I'd like to begin by making sure my conception of the text etc. is accurate.

Business unionism, what is it? It is the idea that union bureaucrats are mini-capitalists inside of trade unions that live luxuriously off of union dues etc. The more structured and centralised the union, the more likely it is to be a business union. Fundamental conception presented in this text is that the structured and semi-centralised (the text appears to make a criticism of the distinction between centralised/decentralised unions which is refreshing) nature of the AFL in particular is a result of practical experience and solutions to real problems that confronted the class in its struggles. However, this real experience and knowledge of these forms of union organisation has been sacrificed to ideology. Daniel Deleon in particular is extremely demonised (I wonder what Zero would have to say about this text if he weren't a hitlerite now) for this, trying to break up the various "correctly" structured unions (mostly the AFL) in order to subvert them for his own personal enrichment and such.

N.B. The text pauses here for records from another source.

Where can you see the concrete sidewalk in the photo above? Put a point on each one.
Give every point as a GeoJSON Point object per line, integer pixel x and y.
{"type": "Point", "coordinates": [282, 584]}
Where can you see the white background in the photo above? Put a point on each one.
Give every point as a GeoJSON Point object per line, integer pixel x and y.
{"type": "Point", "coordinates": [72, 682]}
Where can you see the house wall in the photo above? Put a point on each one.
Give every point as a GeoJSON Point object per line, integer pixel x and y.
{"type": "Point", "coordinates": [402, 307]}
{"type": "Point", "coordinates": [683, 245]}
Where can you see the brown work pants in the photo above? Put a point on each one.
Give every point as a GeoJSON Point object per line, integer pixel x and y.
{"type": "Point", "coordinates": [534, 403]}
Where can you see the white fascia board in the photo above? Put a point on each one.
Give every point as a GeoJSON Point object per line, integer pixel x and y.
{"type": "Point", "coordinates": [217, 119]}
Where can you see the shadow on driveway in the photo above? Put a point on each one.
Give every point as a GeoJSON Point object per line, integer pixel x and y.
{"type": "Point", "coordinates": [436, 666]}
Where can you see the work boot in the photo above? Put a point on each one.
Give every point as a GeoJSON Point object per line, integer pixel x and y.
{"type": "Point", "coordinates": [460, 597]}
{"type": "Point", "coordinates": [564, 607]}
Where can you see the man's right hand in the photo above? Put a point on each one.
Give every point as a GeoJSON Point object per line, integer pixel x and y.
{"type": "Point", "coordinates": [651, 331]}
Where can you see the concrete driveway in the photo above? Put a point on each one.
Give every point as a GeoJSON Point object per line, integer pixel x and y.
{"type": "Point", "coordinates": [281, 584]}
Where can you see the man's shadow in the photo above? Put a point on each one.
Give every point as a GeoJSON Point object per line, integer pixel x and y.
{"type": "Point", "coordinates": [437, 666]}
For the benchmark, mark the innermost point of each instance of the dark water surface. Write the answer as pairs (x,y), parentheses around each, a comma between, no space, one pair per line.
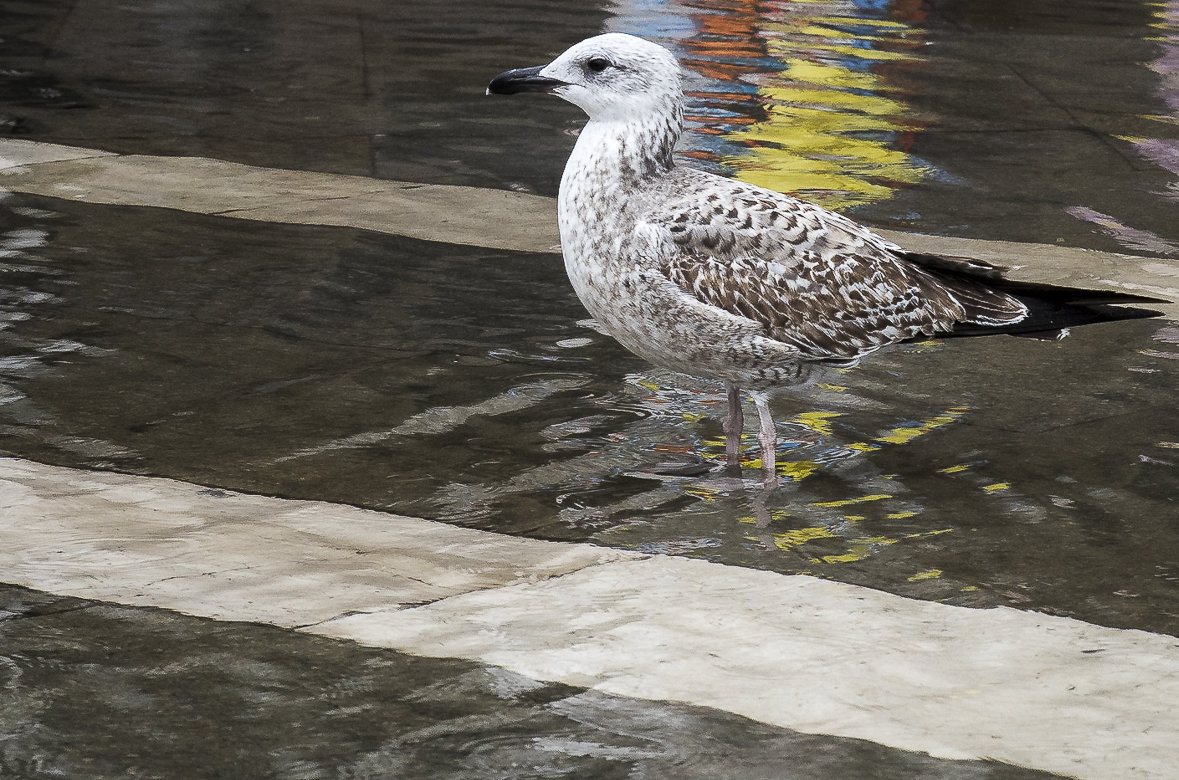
(459,383)
(456,383)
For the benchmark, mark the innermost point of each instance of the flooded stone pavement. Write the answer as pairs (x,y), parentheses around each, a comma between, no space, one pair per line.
(458,383)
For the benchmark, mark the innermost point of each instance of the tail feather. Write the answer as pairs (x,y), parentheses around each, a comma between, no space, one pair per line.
(1052,309)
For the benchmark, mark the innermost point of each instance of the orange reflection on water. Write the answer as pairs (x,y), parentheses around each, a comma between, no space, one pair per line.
(799,98)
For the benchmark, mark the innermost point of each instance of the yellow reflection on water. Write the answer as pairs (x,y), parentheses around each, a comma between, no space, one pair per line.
(824,118)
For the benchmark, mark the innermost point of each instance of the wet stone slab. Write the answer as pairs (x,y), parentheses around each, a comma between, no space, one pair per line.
(104,691)
(245,557)
(456,383)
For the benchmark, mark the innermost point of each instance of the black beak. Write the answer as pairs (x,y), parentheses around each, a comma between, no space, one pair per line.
(522,79)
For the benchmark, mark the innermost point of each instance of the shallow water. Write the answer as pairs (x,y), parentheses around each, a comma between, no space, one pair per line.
(461,384)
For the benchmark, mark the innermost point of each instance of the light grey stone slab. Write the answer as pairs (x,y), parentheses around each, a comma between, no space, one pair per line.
(492,218)
(816,656)
(235,556)
(821,656)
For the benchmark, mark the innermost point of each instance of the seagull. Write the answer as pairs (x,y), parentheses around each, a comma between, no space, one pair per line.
(718,278)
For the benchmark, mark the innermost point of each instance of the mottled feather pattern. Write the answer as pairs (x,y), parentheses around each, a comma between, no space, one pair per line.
(811,278)
(722,278)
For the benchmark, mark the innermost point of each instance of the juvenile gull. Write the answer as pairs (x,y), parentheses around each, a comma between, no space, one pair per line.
(718,278)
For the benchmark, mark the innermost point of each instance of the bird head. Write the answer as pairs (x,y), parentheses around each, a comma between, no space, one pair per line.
(612,78)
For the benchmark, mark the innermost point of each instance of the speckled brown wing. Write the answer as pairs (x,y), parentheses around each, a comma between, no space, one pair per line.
(811,278)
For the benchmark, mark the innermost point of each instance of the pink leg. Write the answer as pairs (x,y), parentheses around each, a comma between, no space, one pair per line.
(768,437)
(733,425)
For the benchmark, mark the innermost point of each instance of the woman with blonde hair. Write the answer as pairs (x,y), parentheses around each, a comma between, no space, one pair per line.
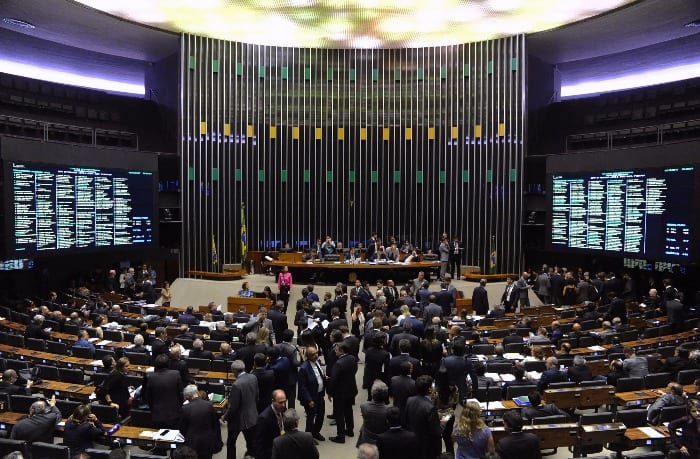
(474,439)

The basic progression that is displayed is that the Knights of Labour are the lesson that the American Federation of Labour learns from in order to structure themselves more effectively. But precisely due to the organisation of the KoL, it is most favourable for various opportunist, and particularly non-worker, elements to subvert the union and the struggle. This renders the method of organisation utilised by the AFL to be the most abhorrent deterrent for non-worker and opportunist elements which is constantly under attack for being supposedly undemocratic, overly centralised, catering to a lavish lifestyle lived by the union bureaucrats etc.

The specific names given to the tendencies to revert back to a KoL-esque organisation is industrial unionism and one big unionism which I think are meant to refer to the same thing.

In the form of abstract principles, the basic idea behind the AFL-type union is that the lessons of the class struggle as a whole are preserved through the entire union and dispersed to every section for each section's own interpretation. Each section is allowed to develop relatively on their own and in this way contribute their unique experiences back in to the AFL which thus serves to accumulate the struggles of the working class as whole.

Immediate questions that come to mind. What happened to the AFL? Where is it today? Frankly, as usual, I'm pretty ignorant to historical developments and such, any books or texts etc. would be welcomed as well as an answer if you don't think a single book or a few texts etc. suffice. It would seem like the AFL is no longer in such a great position as it was under Gompers, why did it decline/decay? Was it something organisationally flawed? etc.

A specific question that is raised, again due to my ignorance is from this quote. " ...what Farrell Dobbs was feeling when he abruptly abandoned his influential and important position in the International Brotherhood of Teamsters to help the Socialist Workers Party oppose American entry into World War II and raise funds to hire bodyguards for Leon Trotsky in Mexico."

Was the IBT NOT opposing entry in to WW2? If so, is the author suggesting that opposing entry in to world war is an incorrect position to take (I'm doubting this).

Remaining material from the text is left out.